Islamabad: Pakistan is considering offering tax breaks to various industries with export potential as it looks beyond textiles to boost outbound trade, an adviser to Prime Minister Imran Khan said.
Engineering, chemicals, technology and footwear are among 20 sectors identified for incentives, Abdul Razak Dawood, the commerce and investment adviser to the prime minister, said in an interview in Islamabad.
An export policy will be announced next month, he said.
Growing exports from the current over $20 billion a year is Pakistan’s plan to increase foreign exchange earnings and end a chronic boom-and-bust cycle. The South Asian nation was this year forced to turn to the International Monetary Fund for a bailout — its 13th since the late 1980s — to avoid a balance of payments crisis.
“I am in favour of limited time-bound incentives,” Dawood said, indicating a three- to four-year period for tax breaks. He opposed concessions for the textile industry, saying “they have gone to the point that it is a drug.”
Textiles currently account for about 60% of Pakistan’s total exports. The new plan complements the central bank’s aim to offer cheap credit to export-oriented industries to diversify that basket.
“If we want to go to $100 billion or $200 billion exports like Malaysia or Thailand, you ain’t gonna do it on textile,” said Dawood, who was previously chairman of Lahore-based Descon Engineering Ltd.
The nation’s exporters also stand to gain from the central bank’s move to devalue the currency by almost half, besides the government’s move to remove duty on some raw materials used for exports and lower utility prices.
Pakistan’s exports, particularly textiles, became competitive after the rupee’s devaluation and duty cuts, Dawood said, citing a 36% jump in quantity of garments shipments. “It means that we are getting market share, we are taking somebody’s market share.”

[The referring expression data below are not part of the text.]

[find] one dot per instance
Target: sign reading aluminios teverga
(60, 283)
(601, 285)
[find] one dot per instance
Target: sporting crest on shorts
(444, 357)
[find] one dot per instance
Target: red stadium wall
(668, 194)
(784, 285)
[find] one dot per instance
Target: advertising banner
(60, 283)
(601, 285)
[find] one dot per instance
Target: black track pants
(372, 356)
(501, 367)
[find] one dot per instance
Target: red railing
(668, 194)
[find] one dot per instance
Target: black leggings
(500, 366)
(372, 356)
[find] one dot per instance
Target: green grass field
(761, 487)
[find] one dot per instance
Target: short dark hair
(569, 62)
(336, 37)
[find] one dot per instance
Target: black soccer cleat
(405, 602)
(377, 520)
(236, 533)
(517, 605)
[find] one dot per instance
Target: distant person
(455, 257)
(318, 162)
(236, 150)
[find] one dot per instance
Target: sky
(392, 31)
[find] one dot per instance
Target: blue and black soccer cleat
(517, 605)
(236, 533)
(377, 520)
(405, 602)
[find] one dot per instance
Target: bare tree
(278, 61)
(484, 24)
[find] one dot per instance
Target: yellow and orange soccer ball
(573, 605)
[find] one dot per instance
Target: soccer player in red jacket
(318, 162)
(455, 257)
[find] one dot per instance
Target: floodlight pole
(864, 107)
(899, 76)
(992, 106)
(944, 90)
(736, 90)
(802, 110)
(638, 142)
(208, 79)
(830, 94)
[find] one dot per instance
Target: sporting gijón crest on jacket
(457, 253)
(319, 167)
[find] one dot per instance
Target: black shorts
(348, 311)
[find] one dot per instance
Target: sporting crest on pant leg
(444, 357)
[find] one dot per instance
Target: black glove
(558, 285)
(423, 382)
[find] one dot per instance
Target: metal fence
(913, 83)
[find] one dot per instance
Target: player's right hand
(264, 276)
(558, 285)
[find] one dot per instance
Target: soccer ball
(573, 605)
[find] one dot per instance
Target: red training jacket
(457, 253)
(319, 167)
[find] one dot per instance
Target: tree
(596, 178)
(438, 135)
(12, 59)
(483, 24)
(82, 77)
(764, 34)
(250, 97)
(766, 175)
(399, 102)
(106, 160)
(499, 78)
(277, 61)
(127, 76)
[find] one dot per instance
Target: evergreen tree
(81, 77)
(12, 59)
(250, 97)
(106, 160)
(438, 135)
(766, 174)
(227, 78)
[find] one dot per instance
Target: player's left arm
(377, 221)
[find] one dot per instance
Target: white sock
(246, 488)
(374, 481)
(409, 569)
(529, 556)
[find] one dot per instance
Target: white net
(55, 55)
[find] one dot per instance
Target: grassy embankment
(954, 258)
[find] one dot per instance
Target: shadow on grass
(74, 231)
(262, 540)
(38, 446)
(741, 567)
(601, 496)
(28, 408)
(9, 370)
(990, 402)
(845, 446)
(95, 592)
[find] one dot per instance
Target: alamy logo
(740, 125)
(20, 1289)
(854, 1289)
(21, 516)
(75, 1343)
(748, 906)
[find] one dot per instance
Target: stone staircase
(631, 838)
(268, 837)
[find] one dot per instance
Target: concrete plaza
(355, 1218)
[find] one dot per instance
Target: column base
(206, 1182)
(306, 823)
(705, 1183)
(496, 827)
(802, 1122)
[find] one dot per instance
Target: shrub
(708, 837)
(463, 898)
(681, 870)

Pakistan’s trade deficit narrowed 33% to $9.7 billion in the five months to November, as imports dropped by 18% and exports rose 5% in the same period.
Dawood said he sees outbound shipments growing to $24.5-$25 billion this fiscal year ending June from $23 billion last year.
Pakistan is pinning hopes on a new free-trade agreement with China to grow overseas shipments by at least $500 million annually. The agreement, which takes effect next month, will help Islamabad reduce its trade gap with Beijing from the current $12 billion, according to data compiled by Bloomberg News.
Dawood said he is seeing interest from Chinese companies that want to set up factories in Pakistan and use them as a hub for exports.
The two bordering nations have gotten close in recent years with Pakistan being a flagship market for China’s Belt and Road Initiative. China planned to finance projects valued at $60 billion since 2015 and has helped end the nation’s chronic energy blackouts.
For low value added engineering products “we are much cheaper than China now,” Dawood said, adding that the plan for the next China international import exhibition is to have only an engineering pavilion. “We got to get out of the textiles syndrome.”